Last night, E! premiered the first episode of the three-part mini-reality series Nicki Minaj: My Truth, which chronicles the pop star/rapper's recording of her upcoming Pink Friday: Roman Reloaded rerelease, the prep for her first wide-scale tour and the first days of her (supposedly tumultuous) stint as an American Idol judge. Generally, we saw Nicki being one of two things: a whining, demanding diva over the most frivolous things (clothes, for example) or an egomaniac convinced that she is doing so much for the world (she called her Pink Friday fragrance a "milestone for hip-hop"). Ninety percent of what she says is in a cranky croak and she smiles only occasionally. She seems like the last person you'd ever want to spend time with.

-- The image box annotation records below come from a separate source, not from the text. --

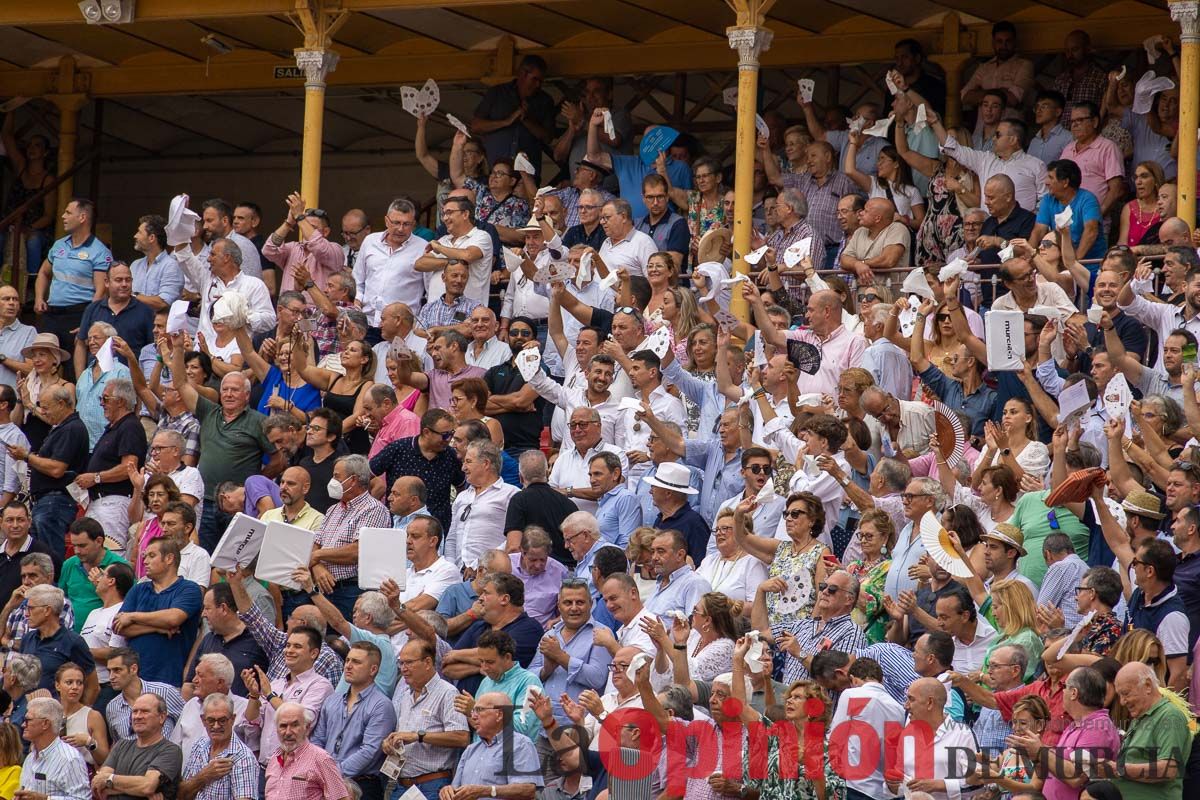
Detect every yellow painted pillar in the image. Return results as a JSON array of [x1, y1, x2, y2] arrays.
[[1171, 0, 1200, 228], [49, 92, 87, 236], [295, 49, 338, 209], [726, 19, 774, 320]]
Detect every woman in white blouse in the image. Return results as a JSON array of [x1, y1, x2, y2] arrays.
[[696, 506, 767, 618], [971, 397, 1050, 491]]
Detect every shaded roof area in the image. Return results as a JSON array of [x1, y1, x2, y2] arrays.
[[0, 0, 1177, 158]]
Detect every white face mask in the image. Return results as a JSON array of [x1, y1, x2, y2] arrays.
[[325, 477, 346, 500]]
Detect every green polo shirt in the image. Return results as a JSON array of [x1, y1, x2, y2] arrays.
[[196, 397, 275, 503], [1114, 697, 1192, 800], [59, 548, 128, 633]]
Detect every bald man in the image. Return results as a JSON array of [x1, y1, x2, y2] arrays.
[[887, 678, 978, 800], [1104, 661, 1192, 800]]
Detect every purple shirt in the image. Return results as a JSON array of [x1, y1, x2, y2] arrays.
[[242, 475, 283, 519], [1042, 709, 1121, 800], [509, 553, 570, 627]]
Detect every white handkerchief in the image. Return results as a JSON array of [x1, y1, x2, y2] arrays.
[[446, 114, 470, 139], [796, 78, 817, 103], [900, 266, 937, 300], [754, 114, 770, 139], [500, 247, 524, 273], [937, 258, 968, 283], [400, 78, 442, 116], [863, 114, 896, 137], [167, 300, 191, 333], [517, 348, 541, 383], [784, 236, 812, 269], [167, 194, 200, 247], [912, 103, 929, 133], [1142, 34, 1165, 63], [96, 336, 116, 372], [512, 152, 534, 175], [617, 397, 646, 411], [625, 652, 650, 681], [746, 245, 770, 265], [1133, 70, 1175, 114]]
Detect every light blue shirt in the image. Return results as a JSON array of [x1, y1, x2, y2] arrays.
[[529, 620, 612, 724], [883, 522, 925, 597], [76, 357, 130, 450], [475, 666, 547, 743], [46, 235, 113, 309], [684, 437, 746, 527], [130, 251, 184, 303], [596, 485, 642, 549], [646, 564, 713, 626]]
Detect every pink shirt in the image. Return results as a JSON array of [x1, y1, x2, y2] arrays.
[[1062, 136, 1124, 206], [263, 230, 346, 291], [1042, 709, 1121, 800], [265, 741, 350, 800], [785, 325, 866, 396], [367, 405, 421, 458]]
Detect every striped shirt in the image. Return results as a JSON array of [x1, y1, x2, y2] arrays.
[[316, 492, 391, 582], [20, 739, 91, 800], [770, 614, 868, 684], [184, 736, 258, 800], [104, 680, 184, 744], [392, 675, 468, 777], [238, 597, 342, 684]]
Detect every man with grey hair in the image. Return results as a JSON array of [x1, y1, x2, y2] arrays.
[[174, 231, 276, 345], [176, 692, 259, 800], [311, 456, 391, 616], [600, 198, 659, 277], [444, 441, 521, 573], [504, 450, 580, 566], [354, 197, 426, 329], [74, 378, 146, 549], [509, 525, 569, 627], [16, 697, 91, 800], [20, 585, 100, 705]]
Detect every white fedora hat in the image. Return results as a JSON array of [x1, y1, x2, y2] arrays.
[[642, 462, 697, 494]]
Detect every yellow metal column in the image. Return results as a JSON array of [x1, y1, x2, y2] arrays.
[[1171, 0, 1200, 227], [295, 49, 337, 209], [49, 94, 87, 236], [725, 0, 774, 320]]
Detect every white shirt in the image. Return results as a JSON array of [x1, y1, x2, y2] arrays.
[[425, 228, 492, 306], [952, 615, 998, 675], [942, 137, 1046, 211], [79, 603, 121, 684], [445, 477, 518, 567], [174, 245, 276, 342], [353, 231, 426, 323], [829, 681, 905, 798], [467, 336, 512, 369], [168, 692, 249, 760], [600, 228, 659, 277], [400, 557, 462, 603], [547, 440, 629, 516]]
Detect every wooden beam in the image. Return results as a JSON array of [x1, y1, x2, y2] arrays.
[[0, 11, 1169, 97]]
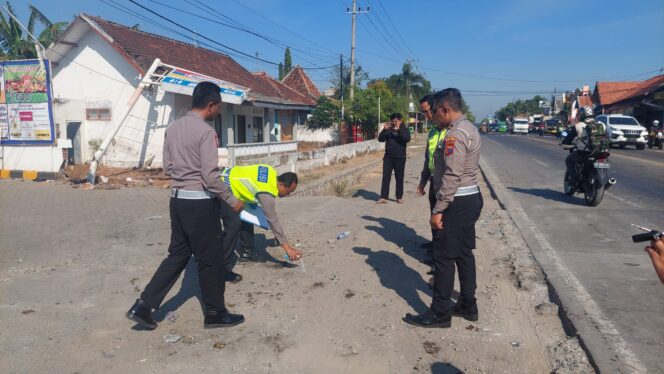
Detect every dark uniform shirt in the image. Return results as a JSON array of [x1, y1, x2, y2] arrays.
[[163, 111, 238, 206], [433, 115, 481, 214]]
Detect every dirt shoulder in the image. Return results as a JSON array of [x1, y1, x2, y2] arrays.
[[0, 151, 592, 373]]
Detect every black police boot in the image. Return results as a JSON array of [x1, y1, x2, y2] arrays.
[[203, 310, 244, 329], [126, 299, 157, 330], [238, 251, 267, 262], [452, 296, 479, 322], [224, 270, 242, 283], [403, 309, 452, 328]]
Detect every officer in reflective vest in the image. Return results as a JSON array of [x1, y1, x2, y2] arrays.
[[417, 95, 447, 265], [220, 164, 302, 283]]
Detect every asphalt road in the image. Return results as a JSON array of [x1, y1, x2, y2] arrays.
[[482, 134, 664, 373]]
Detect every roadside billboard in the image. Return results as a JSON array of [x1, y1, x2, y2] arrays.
[[0, 60, 55, 145]]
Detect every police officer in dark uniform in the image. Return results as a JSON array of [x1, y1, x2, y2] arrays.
[[126, 82, 244, 330], [404, 88, 483, 327]]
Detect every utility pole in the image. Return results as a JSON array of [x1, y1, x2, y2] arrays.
[[376, 96, 381, 136], [346, 0, 370, 102], [339, 54, 344, 120]]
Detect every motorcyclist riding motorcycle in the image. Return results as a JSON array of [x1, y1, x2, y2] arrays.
[[562, 106, 595, 183], [648, 120, 664, 149]]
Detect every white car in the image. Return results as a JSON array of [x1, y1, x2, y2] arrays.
[[595, 114, 648, 149], [512, 118, 528, 135]]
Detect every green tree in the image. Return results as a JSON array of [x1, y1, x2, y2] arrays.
[[385, 63, 431, 100], [0, 1, 67, 60], [307, 96, 339, 129], [284, 47, 293, 77]]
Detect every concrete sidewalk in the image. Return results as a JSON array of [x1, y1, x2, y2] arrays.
[[0, 150, 592, 373]]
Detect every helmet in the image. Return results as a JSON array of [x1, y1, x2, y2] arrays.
[[579, 105, 593, 121]]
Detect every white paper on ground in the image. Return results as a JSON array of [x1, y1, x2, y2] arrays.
[[240, 204, 270, 229]]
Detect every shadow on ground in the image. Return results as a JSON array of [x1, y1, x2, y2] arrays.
[[431, 362, 463, 374], [353, 189, 380, 201], [507, 184, 584, 205], [353, 247, 431, 313], [153, 257, 205, 322], [362, 216, 429, 260]]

Ironically, that is what makes My Truth fascinating and watchable — she's a superstar exhibiting reality TV-level bad behavior. At a time when celebrities are so careful, so publicly scrubbed, so seemingly afraid of their truth (see Katy Perry's milquetoast documentary from earlier this year), Nicki Minaj is making a production out of her warts. And this is what actually made the show — I would love to see what sort of damning footage was forbidden from airing. I haven't seen an honest of a portrayal of a pop diva since Madonna: Truth or Dare. The major difference is that Madonna's sense of humor could often soften her assiness (making it something nearly aspirational), whereas Nicki doesn't quite have a grasp on how to mix divadom with wit (and that's something her supposed adversary, Mariah Carey, at least attempts by playing a cartoon diva who actually really is as demanding as she thinks she's exaggerating). However, I did like when she dismissed someone's opinion on fashion because he rocked a "jean vest." Then later in the episode, Perez Hilton showed up wearing a denim vest.

It may not be admirable, but Nicki Minaj: My Truth was never, ever boring. It's a fantastic addition to the increasingly wussy celebreality genre.